When U.S. special forces pinpointed the whereabouts of the elusive Abu Musab Zarqawi, U.S. warplanes were available immediately to attack the Zarqawi safe house with precision weapons. But what if the location of Zarqawi had been confirmed with comparable certainty in an area not immediately accessible to U.S. warplanes or Navy ships with cruise missiles?

What if U.S. intelligence had told the American president that only a one- or two-hour window of opportunity was available to attack this high-valued target and it was located beyond the range of U.S. military forces? With no conventional weapons options available, a U.S. strike would have been almost inconceivable. The inability of the president to act could have had expensive consequences.

It doesn’t have to be. In fact, the Department of Defense has developed an easily affordable, quickly deployable scheme to close this gap in readiness, a gap which is likely to widen.

The Navy has 14 Trident submarines armed with ballistic missiles. Each sub carries 24 Trident II ballistic missiles with a range exceeding 4,000 miles. Originally deployed with eight independently targetable nuclear warheads, each Trident missile is scheduled to carry four warheads once the latest START nuclear arms reduction treaty comes into force. Notable for its simplicity, the Pentagon plan would place four independently targetable non-nuclear warheads on each of two Trident II missiles on every Trident submarine. Each sub could attack up to eight targets with conventional weapons. Replacing nuclear warheads with conventional warheads on two missiles need not reduce the nuclear capability of the submarine because additional nuclear warheads could easily be added to the remaining 22 nuclear-armed missiles.

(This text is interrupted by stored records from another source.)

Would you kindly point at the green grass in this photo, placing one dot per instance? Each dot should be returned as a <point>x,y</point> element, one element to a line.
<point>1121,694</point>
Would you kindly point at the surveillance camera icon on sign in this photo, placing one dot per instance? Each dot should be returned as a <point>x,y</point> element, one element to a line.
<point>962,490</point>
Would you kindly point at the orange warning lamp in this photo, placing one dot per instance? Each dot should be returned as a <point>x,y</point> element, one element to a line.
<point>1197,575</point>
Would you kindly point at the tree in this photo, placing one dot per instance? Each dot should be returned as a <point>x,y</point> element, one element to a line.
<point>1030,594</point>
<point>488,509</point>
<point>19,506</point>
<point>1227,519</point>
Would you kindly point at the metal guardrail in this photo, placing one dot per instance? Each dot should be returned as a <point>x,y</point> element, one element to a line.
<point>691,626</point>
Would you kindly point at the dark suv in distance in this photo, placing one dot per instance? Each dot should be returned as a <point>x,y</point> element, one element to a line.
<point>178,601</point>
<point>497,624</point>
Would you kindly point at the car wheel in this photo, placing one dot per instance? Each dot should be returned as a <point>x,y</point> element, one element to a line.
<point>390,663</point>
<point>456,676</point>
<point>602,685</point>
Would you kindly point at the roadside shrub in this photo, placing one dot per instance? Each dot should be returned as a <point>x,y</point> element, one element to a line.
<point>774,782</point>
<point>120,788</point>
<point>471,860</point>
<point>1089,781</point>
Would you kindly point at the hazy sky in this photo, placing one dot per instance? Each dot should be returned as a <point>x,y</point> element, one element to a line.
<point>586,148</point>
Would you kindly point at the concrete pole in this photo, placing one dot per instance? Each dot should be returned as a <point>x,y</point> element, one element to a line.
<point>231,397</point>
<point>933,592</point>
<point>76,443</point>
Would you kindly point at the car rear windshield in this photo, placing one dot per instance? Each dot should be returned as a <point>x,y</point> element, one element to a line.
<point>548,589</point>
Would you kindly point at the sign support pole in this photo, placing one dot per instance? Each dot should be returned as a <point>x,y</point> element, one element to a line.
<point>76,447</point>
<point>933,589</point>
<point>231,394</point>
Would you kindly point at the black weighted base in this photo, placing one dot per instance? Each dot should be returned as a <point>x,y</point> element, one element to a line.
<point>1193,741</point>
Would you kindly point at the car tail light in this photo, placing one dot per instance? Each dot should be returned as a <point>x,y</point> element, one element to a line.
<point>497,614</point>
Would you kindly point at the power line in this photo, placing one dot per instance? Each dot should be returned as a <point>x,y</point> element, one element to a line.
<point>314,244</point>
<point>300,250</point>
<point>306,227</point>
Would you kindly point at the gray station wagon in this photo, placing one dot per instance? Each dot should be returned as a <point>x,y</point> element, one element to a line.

Trident II ballistic missiles are extraordinarily accurate. Gen. James E. Cartwright, who heads the U.S. Strategic Command, told the New York Times that the Trident II, launched from thousands of miles away, could deliver its conventional warheads within five yards of their targets. Moreover, the Trident II missile could carry out its conventional attack within an hour of a presidential command. The maneuvering areas and the missile range of deployed Trident submarines combine to effectively place the entire globe within range.

If Congress approves the Pentagon’s fiscal 2007 request for $127 million for this program, initial operational capability could be reached within two years. Full operational capability could be achieved within four years at a cost of $500 million. Congress should act promptly.